A Good, Quiet Boy
Bell went for third period. I was chewing a Nature Valley bar out my locker. I was on another dumb diet: fruit juice, salad, healthy snacks, constant hunger. I scarfed down the stale bar despite my thirst, the cry of "Pork Chop!" behind my back, the stench of bleach rising from the floor. I got hit by a blast of body spray through the locker vents.
Jesus, will it ever end?
I saw Greg coming from the bottom of the corridor, forced to an edge by the tide of kids. I waved. He didn't notice. I turned my head inside the dark metal haven and felt for my hidden stuff. The spine of my therapy notebook. The edge of a letter my brother sent from Mosul, where he signed off with, “I love you.” The rim of an extra-safe Durex, folded in an envelope, double-hidden inside a sports sock. I was terrified my locker would get random-searched, and someone would see them. It would be safer to stow TNT in there.
Greg had this condition, spondylising something-osis: he walked on tiptoes with a curved back. You could always pick him out. I finished off my snack and locked up. Spanish was next, which meant no hay prisa. Four more periods to go. Greg took his time. Kids crowded towards the gymnasium for whatever practice, and he walked slowly against them, his shoulder hitting against the cinder-block wall.
Gail walked past in her little group, talking broadcast level about a party. Someone’s parents—out of town. Their house—extraordinary. So much better than last weekend. I wondered what it would be like: a party outside of your kin. Beer— not birthday cake. Holding a girl's hand, instead of your Mom's during grace. They all passed Greg. His face was screwed up, concentrating.

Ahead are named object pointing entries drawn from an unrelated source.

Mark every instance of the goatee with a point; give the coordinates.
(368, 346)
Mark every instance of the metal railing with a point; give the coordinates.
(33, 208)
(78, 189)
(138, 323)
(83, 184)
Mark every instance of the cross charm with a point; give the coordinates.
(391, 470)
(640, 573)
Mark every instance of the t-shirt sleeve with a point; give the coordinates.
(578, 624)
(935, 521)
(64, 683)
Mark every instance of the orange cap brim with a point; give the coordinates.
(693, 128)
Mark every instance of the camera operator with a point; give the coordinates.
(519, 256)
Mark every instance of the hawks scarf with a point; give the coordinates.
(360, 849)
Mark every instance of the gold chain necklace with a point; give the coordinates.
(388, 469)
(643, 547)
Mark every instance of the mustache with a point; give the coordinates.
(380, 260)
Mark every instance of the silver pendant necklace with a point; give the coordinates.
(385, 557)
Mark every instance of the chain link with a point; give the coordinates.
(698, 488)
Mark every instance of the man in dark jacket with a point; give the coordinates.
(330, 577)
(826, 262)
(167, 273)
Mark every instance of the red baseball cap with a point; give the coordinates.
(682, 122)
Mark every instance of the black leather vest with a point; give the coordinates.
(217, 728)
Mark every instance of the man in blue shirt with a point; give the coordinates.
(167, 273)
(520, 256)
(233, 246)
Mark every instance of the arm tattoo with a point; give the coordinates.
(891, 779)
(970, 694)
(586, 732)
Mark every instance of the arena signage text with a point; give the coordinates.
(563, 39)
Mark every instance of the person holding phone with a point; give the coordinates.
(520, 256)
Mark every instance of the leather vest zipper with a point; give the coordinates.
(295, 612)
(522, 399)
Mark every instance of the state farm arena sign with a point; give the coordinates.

Danny Paulk slammed Hunter into a nearby door so hard plaster came off around the doorframe. Hunter laughed and kicked Danny in the knee. A sophomore in a track jersey yelled that it wasn’t cool, you could damage his patella. Somewhere someone shouted. I was looking back towards Greg. His face was concrete gray.

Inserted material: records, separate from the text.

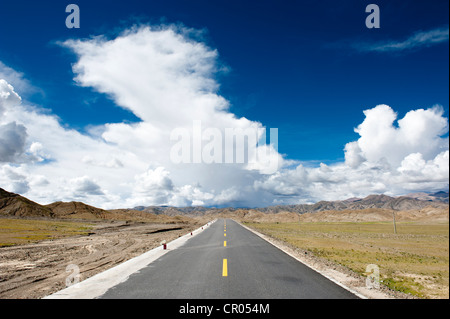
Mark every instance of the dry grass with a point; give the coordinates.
(415, 260)
(25, 231)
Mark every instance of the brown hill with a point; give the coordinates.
(76, 210)
(15, 205)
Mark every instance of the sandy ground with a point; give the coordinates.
(37, 270)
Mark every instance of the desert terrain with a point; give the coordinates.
(38, 243)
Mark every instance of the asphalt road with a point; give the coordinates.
(226, 261)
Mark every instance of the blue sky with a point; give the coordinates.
(290, 62)
(308, 68)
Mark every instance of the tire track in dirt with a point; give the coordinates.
(36, 270)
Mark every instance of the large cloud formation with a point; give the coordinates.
(167, 79)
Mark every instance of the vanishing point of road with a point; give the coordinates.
(227, 261)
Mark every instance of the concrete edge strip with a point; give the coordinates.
(97, 285)
(303, 262)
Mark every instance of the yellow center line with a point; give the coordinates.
(225, 268)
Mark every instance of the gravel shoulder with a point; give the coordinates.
(36, 270)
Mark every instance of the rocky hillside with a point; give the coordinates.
(15, 205)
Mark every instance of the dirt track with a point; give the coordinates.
(37, 270)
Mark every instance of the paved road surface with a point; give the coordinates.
(227, 261)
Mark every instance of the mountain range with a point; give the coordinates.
(12, 204)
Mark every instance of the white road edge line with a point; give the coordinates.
(310, 266)
(97, 285)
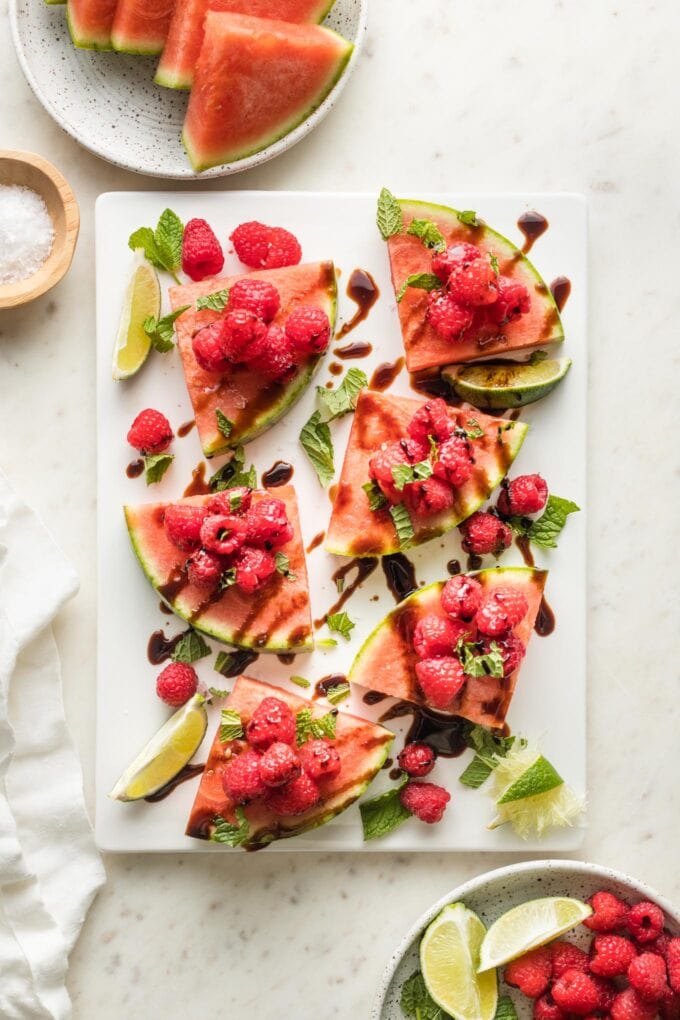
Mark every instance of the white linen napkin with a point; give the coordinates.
(50, 869)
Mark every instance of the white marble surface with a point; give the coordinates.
(540, 95)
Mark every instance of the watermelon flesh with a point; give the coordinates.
(423, 346)
(357, 530)
(386, 660)
(185, 38)
(362, 746)
(274, 618)
(250, 401)
(256, 80)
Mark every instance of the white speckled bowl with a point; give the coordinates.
(494, 893)
(108, 101)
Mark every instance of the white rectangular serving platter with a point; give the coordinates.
(550, 703)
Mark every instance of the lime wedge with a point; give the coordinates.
(449, 960)
(142, 300)
(495, 386)
(525, 927)
(165, 754)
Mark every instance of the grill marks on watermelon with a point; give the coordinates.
(355, 529)
(363, 747)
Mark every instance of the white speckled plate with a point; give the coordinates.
(494, 893)
(109, 103)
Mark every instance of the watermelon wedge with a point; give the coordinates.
(386, 660)
(355, 529)
(274, 618)
(251, 402)
(362, 746)
(185, 38)
(423, 346)
(256, 80)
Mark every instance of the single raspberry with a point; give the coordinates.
(320, 759)
(308, 329)
(182, 525)
(609, 913)
(501, 610)
(416, 760)
(176, 683)
(272, 721)
(526, 494)
(201, 251)
(425, 800)
(611, 955)
(242, 778)
(462, 597)
(150, 432)
(483, 532)
(645, 922)
(262, 247)
(439, 680)
(296, 798)
(447, 315)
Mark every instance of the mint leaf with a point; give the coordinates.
(389, 217)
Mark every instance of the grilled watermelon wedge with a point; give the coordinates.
(386, 660)
(362, 746)
(250, 402)
(423, 346)
(275, 618)
(355, 529)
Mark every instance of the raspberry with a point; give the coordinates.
(447, 316)
(425, 800)
(609, 913)
(182, 525)
(308, 329)
(201, 251)
(501, 610)
(483, 532)
(262, 247)
(256, 296)
(296, 798)
(461, 597)
(242, 778)
(611, 955)
(645, 922)
(439, 680)
(524, 495)
(320, 759)
(530, 973)
(416, 760)
(150, 432)
(272, 721)
(454, 461)
(176, 683)
(576, 992)
(279, 765)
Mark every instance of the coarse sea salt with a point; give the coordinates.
(27, 233)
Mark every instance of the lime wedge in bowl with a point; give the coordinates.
(525, 927)
(495, 386)
(449, 961)
(142, 300)
(165, 754)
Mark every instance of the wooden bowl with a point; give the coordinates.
(30, 170)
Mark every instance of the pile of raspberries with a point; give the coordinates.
(630, 972)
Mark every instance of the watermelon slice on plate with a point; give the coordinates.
(255, 81)
(185, 38)
(423, 346)
(362, 747)
(355, 529)
(274, 618)
(386, 660)
(252, 403)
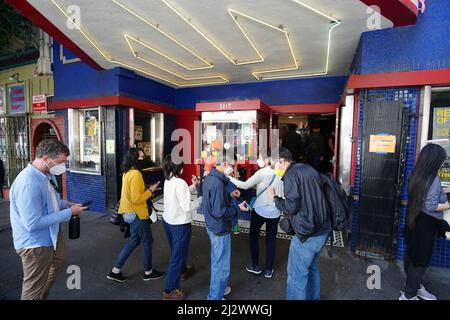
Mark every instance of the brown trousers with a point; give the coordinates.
(40, 267)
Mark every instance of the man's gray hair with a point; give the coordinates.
(51, 148)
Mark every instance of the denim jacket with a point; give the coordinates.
(33, 220)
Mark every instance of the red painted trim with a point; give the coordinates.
(355, 139)
(188, 112)
(417, 128)
(232, 105)
(400, 79)
(305, 108)
(112, 101)
(32, 14)
(400, 12)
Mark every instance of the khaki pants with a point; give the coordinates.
(40, 268)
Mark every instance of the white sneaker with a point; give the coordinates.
(403, 297)
(424, 294)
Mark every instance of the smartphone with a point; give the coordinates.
(87, 203)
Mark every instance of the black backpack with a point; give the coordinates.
(339, 206)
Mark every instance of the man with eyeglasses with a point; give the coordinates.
(36, 211)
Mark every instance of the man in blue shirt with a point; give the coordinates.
(36, 211)
(219, 213)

“You doin' okay?” I asked over the heads of the passing cattle.
He didn’t answer, kept on going, wobbling between the other kids. His hand was clamped up tight in his armpit, under his jacket. His feet dragged step by step. There was a high snap, another yell along the corridor. Greg reached me, finally, and grimaced.
He pulled his hand from his jacket and offered it. An angry hole was punched clear through. His finger was half-gone, peppered with black. It pulsed blood down his palm, into the cuff of his denim jacket. Someone screamed outside. I opened my mouth.
“We gotta go,” he said. “Jacob has a gun.”